A recent arrival in the Veg Out veg bag was this enormous celeriac. I’ve never bought or cooked celeriac before, having always been put off by its appearance and the fact that I’m not that keen on the taste of celery which it obviously resembles.
However, I am committed to using every vegetable that arrives in the house regardless of its level of attractiveness. My research indicated that soup would be a good option but then I found this recipe for roasted celeriac by Sophie Grigson. There was a bottle of Marsala lurking at the back of a cupboard so I decided to put it to good use.
The finished dish smelled amazing but as I was still keen to make soup I blended everything from the dish with some almond milk (I have a serious aversion to cow’s milk which is a hangover from being forced to drink school milk too long out of the fridge) and black pepper. The soup was served with a swirl of crème fraiche and roasted garlic and was smooth, creamy and really delicious.

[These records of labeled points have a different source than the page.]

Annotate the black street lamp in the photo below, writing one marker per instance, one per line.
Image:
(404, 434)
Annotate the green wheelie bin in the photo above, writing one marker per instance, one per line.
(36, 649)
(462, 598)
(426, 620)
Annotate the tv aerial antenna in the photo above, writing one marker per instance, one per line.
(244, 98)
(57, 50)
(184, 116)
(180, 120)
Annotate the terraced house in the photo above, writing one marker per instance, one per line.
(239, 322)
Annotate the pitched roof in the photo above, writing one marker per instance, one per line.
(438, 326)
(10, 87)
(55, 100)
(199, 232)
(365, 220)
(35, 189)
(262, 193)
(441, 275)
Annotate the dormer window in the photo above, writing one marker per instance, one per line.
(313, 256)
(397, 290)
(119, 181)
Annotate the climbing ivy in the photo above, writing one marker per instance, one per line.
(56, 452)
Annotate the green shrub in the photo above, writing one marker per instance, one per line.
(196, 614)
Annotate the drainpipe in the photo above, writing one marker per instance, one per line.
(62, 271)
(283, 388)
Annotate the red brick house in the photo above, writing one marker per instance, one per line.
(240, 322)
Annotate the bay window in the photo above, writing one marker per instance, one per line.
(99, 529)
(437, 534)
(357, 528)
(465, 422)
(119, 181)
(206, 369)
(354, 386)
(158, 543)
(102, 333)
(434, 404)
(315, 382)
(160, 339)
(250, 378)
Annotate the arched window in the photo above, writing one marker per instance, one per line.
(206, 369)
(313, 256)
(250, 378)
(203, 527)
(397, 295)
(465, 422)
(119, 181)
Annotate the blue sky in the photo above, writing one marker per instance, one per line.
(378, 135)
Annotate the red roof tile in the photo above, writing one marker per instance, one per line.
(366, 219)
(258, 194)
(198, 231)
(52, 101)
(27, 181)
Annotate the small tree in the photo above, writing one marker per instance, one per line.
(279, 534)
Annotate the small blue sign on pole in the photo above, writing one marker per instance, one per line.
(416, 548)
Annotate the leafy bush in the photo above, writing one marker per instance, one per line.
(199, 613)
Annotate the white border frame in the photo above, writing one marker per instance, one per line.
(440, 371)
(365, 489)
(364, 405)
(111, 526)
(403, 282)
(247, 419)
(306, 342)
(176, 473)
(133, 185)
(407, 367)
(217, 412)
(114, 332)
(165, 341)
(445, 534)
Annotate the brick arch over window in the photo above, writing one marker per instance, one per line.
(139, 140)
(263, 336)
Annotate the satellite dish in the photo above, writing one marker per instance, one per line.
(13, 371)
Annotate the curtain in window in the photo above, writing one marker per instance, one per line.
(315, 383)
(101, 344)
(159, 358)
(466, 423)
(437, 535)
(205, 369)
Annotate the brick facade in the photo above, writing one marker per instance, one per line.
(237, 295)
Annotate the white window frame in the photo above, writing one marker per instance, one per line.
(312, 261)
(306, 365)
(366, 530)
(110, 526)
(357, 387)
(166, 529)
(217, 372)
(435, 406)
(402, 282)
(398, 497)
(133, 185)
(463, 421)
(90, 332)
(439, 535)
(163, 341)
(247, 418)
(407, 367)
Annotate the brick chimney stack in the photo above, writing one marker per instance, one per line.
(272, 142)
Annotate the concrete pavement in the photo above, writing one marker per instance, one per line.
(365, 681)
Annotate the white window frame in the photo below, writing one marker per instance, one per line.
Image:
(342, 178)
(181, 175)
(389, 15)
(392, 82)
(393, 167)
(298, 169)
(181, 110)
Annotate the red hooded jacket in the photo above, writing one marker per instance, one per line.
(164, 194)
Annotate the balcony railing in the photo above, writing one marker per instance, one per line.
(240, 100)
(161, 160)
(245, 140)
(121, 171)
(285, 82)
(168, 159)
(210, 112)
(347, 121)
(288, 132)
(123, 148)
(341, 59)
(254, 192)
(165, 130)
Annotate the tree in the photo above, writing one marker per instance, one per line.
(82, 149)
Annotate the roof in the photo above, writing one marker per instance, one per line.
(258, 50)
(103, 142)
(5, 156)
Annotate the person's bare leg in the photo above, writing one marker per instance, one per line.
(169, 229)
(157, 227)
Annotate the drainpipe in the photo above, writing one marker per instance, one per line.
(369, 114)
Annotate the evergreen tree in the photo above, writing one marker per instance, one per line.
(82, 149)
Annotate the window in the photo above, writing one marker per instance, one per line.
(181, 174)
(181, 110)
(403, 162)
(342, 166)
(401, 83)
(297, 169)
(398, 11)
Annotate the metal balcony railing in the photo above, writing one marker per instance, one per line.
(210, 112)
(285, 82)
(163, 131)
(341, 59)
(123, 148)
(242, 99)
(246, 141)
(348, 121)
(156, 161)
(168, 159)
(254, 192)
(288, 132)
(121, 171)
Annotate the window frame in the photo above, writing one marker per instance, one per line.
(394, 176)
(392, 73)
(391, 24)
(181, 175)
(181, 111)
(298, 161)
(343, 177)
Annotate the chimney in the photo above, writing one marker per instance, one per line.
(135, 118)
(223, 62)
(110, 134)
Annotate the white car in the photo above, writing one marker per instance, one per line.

Another kitchen success was the result of using up the remains of the cavolo nero pesto from a previous post which I topped with sliced goat’s cheese and encased in some ready-made puff pastry for a speedy lunch.
I now have a beautiful cabbage to do justice to and, having read Henry Dimbleby’s article in the Cook section of last Sunday’s Guardian, I think I will take his advice and try roasting it tonight.
I’ll let you know how it turns out.
Whilst I tend to avert my eyes to avoid looking at all the early manifestations of Christmas appearing in the shops from September onwards there are some things I love about the festive season, not least wrapping up presents.
Over the years there have been many themes including ‘pink & sparkly’, ‘Bollywood’ and ‘Recycled’, the latter involving lots of homemade papier mâché stars to adorn the parcels.
Last year was glamorous pink and black and the previous year saw a more neutral approach with handmade paper flowers which extended to some homemade crackers.
This year I’ve decided to make use of the bay and rosemary plants in the garden and go for a fresh, green look. Last night I could be found wandering round in the dark taking clippings to make a start on some prototypes. I’m planning to use plain brown paper for the basic wrapping but had none to hand so utilised small brown cardboard boxes left over from some lovely Merchant & Mills haberdashery items given to me by my sister last Christmas.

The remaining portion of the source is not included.